The firm topped $1 million in revenue per lawyer for the second straight year, helped in part by continuing a trend of shrinking head count. Total lawyers fell to 798 from 808 a year ago. Profits per partner rose 1.1 percent in 2016, to nearly $1.83 million. The tepid results come after a strong 2015 that saw Winston & Strawn see increases in several key financial metrics.

The firm, however, is not standing still following a year that managing partner Thomas Fitzgerald described as “solid.” Fitzgerald has overseen a flurry of lateral hires in recent weeks.

Those include nabbing 21 partners in Dallas earlier this month from eight different law firms; bringing on Lawrence Hill, the former head of Shearman & Sterling’s tax controversy practice; and in December picking off London finance partner Ian Borman from King & Wood Mallesons, a move that came after a report that Winston & Strawn was once viewed as a “frontrunner” to save the now-bankrupt European arm of KWM.

Winston & Strawn hired 24 lateral partners in 2016, according to data analyzed by ALM Intelligence, which does not include its recent 21-partner haul in Dallas. The firm’s fiscal year ended on Jan. 31.

Fitzgerald said Winston & Strawn’s growth was tempered in 2016 by a litigation market in which clients are more aggressively pursuing settling cases. He said that can be good for the firm in the long-run by building goodwill with clients, but it also means litigators must “scramble harder” to get cases.

“The moderation in our growth is really a result of the fact that clients continue to want us to produce more for less, which is consistent with the industry in which we live,” Fitzgerald said.
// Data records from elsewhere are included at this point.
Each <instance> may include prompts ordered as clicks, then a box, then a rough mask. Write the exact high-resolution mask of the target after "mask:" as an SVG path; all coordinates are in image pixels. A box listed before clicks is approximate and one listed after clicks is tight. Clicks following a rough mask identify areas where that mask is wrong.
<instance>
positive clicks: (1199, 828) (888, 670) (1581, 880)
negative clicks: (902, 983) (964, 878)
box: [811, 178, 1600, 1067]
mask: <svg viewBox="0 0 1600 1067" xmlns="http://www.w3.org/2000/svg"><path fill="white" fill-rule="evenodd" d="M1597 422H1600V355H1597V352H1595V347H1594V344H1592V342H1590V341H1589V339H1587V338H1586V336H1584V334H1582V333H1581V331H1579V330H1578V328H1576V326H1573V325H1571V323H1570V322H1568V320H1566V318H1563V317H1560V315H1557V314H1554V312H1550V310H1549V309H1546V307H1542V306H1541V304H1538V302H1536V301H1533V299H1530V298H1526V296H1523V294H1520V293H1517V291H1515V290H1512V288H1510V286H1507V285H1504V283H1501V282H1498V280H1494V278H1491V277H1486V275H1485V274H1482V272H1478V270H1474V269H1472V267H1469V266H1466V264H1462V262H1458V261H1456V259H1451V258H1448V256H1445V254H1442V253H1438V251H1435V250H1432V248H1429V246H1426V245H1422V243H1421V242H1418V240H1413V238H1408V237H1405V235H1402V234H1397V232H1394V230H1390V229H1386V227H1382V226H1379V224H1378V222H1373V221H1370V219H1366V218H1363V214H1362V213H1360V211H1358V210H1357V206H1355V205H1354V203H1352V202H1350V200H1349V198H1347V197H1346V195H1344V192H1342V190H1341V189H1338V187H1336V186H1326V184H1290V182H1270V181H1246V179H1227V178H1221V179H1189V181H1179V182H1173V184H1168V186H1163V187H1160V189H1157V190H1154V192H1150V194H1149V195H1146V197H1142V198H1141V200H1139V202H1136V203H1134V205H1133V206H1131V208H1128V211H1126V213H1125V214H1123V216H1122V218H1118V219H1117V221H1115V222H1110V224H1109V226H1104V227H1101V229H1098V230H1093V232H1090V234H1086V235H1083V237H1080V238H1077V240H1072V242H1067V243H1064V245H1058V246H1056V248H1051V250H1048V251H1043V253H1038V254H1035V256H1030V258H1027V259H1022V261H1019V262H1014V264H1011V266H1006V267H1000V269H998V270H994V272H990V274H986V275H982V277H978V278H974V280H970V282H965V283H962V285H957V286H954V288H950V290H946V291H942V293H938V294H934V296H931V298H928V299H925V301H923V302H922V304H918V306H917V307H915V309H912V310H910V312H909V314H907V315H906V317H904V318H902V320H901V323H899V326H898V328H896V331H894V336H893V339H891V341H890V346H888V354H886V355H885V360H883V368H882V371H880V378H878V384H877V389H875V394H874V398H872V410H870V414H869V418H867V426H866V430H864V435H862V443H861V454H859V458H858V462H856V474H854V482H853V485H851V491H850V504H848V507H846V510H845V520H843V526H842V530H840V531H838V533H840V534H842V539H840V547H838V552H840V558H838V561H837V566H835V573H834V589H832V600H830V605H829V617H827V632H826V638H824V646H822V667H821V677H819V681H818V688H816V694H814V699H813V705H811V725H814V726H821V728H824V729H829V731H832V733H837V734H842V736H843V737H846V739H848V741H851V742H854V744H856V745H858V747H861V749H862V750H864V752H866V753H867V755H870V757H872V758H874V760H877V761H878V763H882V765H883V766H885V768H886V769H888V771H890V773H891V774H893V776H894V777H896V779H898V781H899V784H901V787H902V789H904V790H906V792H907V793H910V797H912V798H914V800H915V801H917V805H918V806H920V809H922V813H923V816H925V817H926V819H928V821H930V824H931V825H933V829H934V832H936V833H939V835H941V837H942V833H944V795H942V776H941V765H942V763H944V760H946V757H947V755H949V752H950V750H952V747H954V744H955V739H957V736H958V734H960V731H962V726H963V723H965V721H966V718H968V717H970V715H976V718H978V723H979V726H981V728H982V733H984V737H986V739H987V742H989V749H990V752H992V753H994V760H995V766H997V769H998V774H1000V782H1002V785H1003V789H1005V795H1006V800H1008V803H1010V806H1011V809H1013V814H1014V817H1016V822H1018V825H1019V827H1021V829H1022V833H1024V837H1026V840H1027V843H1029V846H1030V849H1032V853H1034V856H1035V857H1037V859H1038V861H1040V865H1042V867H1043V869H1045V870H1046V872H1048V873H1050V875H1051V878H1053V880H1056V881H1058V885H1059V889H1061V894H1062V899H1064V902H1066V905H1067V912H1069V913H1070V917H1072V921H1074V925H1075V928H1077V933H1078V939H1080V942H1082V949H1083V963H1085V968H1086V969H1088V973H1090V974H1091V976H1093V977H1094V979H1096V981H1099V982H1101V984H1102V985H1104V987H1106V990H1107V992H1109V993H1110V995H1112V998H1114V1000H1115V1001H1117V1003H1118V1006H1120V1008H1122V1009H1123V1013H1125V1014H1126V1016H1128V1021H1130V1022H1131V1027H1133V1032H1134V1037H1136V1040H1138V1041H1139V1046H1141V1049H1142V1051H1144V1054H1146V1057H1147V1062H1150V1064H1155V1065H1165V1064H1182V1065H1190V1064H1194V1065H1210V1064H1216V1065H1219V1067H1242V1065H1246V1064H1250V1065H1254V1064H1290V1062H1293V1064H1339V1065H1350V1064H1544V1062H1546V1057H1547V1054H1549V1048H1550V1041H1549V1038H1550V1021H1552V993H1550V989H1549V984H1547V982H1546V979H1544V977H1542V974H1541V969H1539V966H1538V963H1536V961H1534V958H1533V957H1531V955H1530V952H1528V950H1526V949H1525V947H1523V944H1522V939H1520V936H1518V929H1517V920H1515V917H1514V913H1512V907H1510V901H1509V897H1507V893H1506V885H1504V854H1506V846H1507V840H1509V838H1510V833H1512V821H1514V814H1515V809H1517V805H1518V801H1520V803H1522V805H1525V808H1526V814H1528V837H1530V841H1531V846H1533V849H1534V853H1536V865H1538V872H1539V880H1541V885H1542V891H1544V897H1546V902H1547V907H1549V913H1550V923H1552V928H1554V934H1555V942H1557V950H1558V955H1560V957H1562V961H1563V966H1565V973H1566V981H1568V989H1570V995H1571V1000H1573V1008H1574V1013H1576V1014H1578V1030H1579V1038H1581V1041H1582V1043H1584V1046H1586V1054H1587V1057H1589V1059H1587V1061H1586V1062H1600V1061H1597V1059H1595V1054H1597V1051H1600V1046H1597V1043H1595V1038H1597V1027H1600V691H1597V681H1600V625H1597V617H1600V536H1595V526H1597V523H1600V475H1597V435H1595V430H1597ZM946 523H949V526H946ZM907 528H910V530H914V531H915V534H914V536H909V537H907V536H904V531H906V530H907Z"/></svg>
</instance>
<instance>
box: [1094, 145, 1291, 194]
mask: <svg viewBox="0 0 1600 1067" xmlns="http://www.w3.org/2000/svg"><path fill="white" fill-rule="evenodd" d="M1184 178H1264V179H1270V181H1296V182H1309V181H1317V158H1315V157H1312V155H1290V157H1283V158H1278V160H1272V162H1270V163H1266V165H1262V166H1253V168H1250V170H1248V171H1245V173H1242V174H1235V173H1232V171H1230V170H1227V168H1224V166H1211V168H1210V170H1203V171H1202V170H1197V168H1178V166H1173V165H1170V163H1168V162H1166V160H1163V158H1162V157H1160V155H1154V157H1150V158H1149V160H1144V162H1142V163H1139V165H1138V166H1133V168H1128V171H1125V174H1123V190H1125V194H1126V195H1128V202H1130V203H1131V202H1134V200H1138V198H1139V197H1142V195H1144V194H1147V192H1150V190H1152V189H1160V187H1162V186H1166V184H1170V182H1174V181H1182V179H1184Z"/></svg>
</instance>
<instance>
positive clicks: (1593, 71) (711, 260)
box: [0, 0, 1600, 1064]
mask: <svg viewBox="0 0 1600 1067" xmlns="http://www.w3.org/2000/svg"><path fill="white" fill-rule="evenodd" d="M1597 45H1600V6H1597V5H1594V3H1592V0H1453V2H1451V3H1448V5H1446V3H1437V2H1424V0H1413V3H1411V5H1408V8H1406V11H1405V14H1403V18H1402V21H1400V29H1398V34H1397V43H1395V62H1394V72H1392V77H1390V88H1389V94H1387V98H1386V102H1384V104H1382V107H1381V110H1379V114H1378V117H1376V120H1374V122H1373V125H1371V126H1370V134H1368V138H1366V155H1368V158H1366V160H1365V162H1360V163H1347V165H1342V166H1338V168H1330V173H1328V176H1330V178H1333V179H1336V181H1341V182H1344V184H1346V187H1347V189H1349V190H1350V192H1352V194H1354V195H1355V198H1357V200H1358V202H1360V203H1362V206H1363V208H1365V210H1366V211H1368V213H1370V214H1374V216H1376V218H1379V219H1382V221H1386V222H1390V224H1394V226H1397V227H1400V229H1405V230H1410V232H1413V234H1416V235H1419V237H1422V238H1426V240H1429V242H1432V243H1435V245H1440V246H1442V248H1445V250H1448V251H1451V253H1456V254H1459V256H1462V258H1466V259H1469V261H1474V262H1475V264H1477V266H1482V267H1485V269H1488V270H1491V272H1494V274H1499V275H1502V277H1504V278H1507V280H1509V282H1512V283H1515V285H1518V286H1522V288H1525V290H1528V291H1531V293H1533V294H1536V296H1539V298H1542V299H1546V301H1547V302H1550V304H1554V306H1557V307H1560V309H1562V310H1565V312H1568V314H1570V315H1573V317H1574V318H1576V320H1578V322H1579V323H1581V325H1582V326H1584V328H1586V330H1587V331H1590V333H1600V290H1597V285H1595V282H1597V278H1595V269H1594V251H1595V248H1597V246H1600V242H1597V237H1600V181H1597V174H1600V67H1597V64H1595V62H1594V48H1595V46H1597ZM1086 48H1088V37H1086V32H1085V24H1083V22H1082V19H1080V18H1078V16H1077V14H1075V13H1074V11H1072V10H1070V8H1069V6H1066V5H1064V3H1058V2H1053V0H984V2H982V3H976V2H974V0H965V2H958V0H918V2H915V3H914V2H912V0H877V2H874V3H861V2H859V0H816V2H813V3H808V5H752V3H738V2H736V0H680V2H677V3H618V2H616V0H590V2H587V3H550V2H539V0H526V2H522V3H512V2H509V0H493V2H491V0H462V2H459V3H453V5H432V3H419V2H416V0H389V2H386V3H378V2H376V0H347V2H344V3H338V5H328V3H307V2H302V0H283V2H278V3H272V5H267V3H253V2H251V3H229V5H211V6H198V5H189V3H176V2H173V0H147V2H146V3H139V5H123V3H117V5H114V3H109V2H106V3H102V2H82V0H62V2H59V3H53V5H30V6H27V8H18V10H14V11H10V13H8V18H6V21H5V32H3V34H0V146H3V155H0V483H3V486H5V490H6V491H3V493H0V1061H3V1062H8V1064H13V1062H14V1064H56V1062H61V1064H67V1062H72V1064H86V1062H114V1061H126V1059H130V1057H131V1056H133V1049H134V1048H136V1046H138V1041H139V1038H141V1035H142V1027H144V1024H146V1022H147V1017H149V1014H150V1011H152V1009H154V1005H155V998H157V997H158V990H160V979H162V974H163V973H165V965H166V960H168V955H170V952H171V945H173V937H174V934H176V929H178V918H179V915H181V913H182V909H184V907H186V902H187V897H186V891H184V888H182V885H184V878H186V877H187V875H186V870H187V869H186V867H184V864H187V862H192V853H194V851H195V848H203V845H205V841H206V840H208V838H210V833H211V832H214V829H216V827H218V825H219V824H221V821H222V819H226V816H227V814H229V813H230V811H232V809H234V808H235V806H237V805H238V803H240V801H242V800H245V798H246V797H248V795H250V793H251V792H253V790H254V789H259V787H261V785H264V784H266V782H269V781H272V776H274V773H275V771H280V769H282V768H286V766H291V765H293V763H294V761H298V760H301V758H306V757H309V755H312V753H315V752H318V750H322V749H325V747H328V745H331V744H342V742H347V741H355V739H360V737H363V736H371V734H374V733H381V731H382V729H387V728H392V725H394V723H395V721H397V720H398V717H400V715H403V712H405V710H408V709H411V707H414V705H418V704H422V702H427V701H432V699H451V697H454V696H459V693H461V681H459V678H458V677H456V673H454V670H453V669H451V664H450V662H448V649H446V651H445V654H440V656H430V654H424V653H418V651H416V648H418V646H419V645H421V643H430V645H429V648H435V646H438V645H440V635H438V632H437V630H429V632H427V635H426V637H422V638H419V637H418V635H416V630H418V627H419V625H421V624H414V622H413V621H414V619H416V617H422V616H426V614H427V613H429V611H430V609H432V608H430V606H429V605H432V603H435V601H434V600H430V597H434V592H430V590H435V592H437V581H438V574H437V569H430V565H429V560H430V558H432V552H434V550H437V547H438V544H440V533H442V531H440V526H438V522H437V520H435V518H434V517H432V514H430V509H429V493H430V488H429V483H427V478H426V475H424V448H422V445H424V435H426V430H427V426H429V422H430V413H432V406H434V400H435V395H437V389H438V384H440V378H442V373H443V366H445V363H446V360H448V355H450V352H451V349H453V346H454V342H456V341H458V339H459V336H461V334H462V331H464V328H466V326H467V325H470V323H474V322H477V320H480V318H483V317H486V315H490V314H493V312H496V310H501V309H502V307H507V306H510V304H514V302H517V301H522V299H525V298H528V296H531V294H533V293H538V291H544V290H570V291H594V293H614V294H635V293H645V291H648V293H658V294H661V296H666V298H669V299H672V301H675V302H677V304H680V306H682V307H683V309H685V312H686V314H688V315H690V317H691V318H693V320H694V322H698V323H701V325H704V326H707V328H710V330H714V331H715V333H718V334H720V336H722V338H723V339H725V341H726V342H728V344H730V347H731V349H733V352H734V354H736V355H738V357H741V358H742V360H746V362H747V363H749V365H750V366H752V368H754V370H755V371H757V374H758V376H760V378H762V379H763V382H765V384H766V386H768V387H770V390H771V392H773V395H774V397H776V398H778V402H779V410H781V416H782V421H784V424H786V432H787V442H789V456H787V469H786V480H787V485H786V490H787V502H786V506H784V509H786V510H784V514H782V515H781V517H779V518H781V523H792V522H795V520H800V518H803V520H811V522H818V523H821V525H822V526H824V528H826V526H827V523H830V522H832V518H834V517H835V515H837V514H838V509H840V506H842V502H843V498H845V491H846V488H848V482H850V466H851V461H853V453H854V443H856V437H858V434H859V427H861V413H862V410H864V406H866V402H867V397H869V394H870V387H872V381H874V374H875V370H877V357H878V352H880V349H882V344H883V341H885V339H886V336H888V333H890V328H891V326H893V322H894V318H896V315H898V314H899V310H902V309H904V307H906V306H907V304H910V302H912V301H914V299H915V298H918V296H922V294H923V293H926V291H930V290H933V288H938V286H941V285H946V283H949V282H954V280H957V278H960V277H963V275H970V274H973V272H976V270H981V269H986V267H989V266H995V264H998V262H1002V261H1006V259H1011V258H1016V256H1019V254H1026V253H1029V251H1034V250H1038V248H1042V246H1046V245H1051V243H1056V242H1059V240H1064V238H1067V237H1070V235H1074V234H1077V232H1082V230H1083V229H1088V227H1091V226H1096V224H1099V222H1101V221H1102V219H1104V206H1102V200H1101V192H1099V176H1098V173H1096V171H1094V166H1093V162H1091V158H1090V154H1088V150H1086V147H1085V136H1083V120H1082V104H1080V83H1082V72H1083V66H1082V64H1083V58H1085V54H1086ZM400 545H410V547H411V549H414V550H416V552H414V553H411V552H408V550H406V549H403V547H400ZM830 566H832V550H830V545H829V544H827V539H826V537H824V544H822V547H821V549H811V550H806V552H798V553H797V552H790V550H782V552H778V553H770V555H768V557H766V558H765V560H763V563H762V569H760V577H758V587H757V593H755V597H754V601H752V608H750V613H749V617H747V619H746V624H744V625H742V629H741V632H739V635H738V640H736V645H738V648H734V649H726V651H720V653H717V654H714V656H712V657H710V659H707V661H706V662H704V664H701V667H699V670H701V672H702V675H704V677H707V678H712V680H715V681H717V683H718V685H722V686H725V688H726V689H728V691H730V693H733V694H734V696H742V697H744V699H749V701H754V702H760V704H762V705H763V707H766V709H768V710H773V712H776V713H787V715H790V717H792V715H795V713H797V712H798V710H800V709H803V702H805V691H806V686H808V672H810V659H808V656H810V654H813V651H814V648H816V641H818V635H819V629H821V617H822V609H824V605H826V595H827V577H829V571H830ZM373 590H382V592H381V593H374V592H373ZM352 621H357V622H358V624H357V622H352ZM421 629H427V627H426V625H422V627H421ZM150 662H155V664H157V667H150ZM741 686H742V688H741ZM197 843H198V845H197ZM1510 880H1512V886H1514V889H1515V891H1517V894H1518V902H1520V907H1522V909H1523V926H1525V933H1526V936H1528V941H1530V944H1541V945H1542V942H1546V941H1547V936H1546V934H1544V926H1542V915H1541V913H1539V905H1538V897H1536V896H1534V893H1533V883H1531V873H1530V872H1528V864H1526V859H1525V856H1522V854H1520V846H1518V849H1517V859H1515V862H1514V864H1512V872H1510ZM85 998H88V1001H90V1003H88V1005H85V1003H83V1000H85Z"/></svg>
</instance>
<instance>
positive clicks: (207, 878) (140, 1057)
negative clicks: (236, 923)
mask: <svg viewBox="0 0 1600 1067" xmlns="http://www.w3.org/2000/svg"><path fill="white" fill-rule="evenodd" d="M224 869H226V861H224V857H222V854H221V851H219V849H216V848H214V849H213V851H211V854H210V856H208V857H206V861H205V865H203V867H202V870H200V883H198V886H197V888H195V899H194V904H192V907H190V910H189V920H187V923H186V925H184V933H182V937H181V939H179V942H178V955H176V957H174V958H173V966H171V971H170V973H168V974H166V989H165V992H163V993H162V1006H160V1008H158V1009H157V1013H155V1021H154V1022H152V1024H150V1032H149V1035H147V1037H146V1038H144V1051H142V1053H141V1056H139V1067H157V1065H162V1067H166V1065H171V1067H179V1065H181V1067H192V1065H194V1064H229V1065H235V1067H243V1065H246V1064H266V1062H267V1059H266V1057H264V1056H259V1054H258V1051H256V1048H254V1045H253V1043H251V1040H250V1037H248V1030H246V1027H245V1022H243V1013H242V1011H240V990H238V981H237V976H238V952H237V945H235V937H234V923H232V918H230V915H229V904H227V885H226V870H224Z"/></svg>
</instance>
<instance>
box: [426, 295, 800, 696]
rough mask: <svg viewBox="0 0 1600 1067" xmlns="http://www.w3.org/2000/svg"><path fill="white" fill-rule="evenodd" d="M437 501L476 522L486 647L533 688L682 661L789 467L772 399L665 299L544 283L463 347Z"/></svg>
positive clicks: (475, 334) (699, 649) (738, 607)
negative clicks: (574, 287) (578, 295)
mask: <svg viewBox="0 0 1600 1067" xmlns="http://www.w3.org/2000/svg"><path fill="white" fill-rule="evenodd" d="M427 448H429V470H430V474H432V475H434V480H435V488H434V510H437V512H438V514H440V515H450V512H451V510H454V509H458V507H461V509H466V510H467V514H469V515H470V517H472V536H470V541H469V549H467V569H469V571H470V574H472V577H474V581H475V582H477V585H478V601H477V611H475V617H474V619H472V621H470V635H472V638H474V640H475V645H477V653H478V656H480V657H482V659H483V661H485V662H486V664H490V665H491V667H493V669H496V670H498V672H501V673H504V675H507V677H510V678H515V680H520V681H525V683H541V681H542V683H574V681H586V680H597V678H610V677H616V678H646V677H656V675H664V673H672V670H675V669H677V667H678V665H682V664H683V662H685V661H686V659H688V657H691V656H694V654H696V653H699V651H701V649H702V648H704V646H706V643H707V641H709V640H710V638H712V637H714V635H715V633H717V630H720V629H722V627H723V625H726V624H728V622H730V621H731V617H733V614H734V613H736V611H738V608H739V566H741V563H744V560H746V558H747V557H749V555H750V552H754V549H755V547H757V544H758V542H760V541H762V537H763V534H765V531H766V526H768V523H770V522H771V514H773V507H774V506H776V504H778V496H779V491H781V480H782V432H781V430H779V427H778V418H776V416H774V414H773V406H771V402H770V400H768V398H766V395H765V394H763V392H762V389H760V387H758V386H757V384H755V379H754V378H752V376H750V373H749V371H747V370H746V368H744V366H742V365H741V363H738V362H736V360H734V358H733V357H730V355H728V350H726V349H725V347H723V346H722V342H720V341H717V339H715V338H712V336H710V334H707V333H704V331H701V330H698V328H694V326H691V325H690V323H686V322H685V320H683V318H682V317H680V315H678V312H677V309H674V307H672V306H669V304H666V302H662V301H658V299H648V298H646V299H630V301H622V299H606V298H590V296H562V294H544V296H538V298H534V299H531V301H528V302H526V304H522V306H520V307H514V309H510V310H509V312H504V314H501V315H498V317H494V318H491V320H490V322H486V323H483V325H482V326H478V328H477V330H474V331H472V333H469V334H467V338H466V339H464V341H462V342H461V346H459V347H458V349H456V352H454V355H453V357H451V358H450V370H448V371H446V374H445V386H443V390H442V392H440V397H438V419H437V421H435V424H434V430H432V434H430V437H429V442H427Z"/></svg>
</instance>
Fitzgerald said corporate and transactional work bolstered Winston & Strawn last year. The firm’s practice was bolstered in 2015 by the hire of 19 partners from Pillsbury Winthrop Shaw Pittman, including Christopher Zochowski, now the co-chair of Winston & Strawn’s M&A and securities practice, and Jay Gould, co-head of its financial services group.

While Winston & Strawn is no stranger to pursuing large groups of lateral hires from one firm, it took a different approach to its recent growth in Dallas. The firm hired 21 partners from eight firms, including seven from Locke Lord, six from Fish & Richardson, three from Jones Day and one each from Greenberg Traurig, K&L Gates, Norton Rose Fulbright, Squire Patton Boggs and Miller, Egan, Molter & Nelson.

Bryan Goolsby, a former executive chair and managing partner of Locke Lord, and Thomas Melsheimer, managing partner of Fish & Richardson’s Dallas office, will co-head Winston & Strawn’s new outpost in the city.

The complex deal, which involved consulting clients, practice group heads and analyzing the Dallas legal market, took eight months to put together, Fitzgerald said. The Chicago-based firm leader watched his hometown Chicago Cubs win their first World Series in 108 years in Dallas, he said.

Fitzgerald said the high-profile names in Dallas will help his firm this year compete for big-ticket litigation in that market and others. The Fish & Richardson group, for instance, represents billionaire Mark Cuban, owner of the National Basketball Association’s Dallas Mavericks. (After the team won the NBA championship in 2011, Melsheimer filed the legal equivalent of a slam dunk in court on behalf of Cuban.)

“We’re excited about this year,” Fitzgerald said. “We picked up wonderful people at the top of their game and we’re going to integrate those people into our firm.”